Hundreds of people also took to the streets to honour the dead in the Tadamon area, video footage posted online by activists showed.
An anti-regime protest was also staged in the Druze-majority area of Sweida in the south, according to a video uploaded to YouTube by activists.
It was not immediately possible to verify the authenticity of such footage.
Elsewhere in Syria, the Observatory reported that unidentified gunmen assassinated an official of the ruling Baath party in Idlib province.
Six people were killed in shelling by regime forces in Homs province, central Syria, it said, after a man was reportedly killed in a rocket attack on the outskirts of the rebel-held town of Rastan.
Regime troops also arrested human rights lawyer Saad Mustafa al-Khash in Masiaf in Hama province, the Observatory said, calling him “a defender of the peaceful movement in Syria.”
Part of a six-point blueprint for peace, the shaky ceasefire deal was brokered by UN and Arab League envoy Kofi Annan, whose office said on Friday that his plan was still “on track.”
Under it, Assad’s government agreed to withdraw its troops and heavy weapons from urban areas, allow peaceful demonstrations, and to release prisoners.
“The Annan plan is on track and a crisis that has been going on for over a year is not going to be resolved in a day or a week,” Annan’s spokesperson in Geneva, Ahmad Fawzi, told journalists.

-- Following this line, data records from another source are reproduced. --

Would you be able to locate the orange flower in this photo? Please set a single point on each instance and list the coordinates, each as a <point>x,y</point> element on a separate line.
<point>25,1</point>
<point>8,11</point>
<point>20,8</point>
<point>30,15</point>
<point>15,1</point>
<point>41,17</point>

On Saturday, SANA reported that authorities have freed 265 detainees “involved” in the uprising “who do not have blood on their hands.”
At least 4,000 prisoners have now been freed since November, it said.
The agency also reported deadly clashes on the border with Turkey as troops foiled an infiltration attempt by “an armed terrorist group.”
Overall, the Observatory estimates that more than 11,000 people have been killed in the 14 months since the outbreak of the revolt.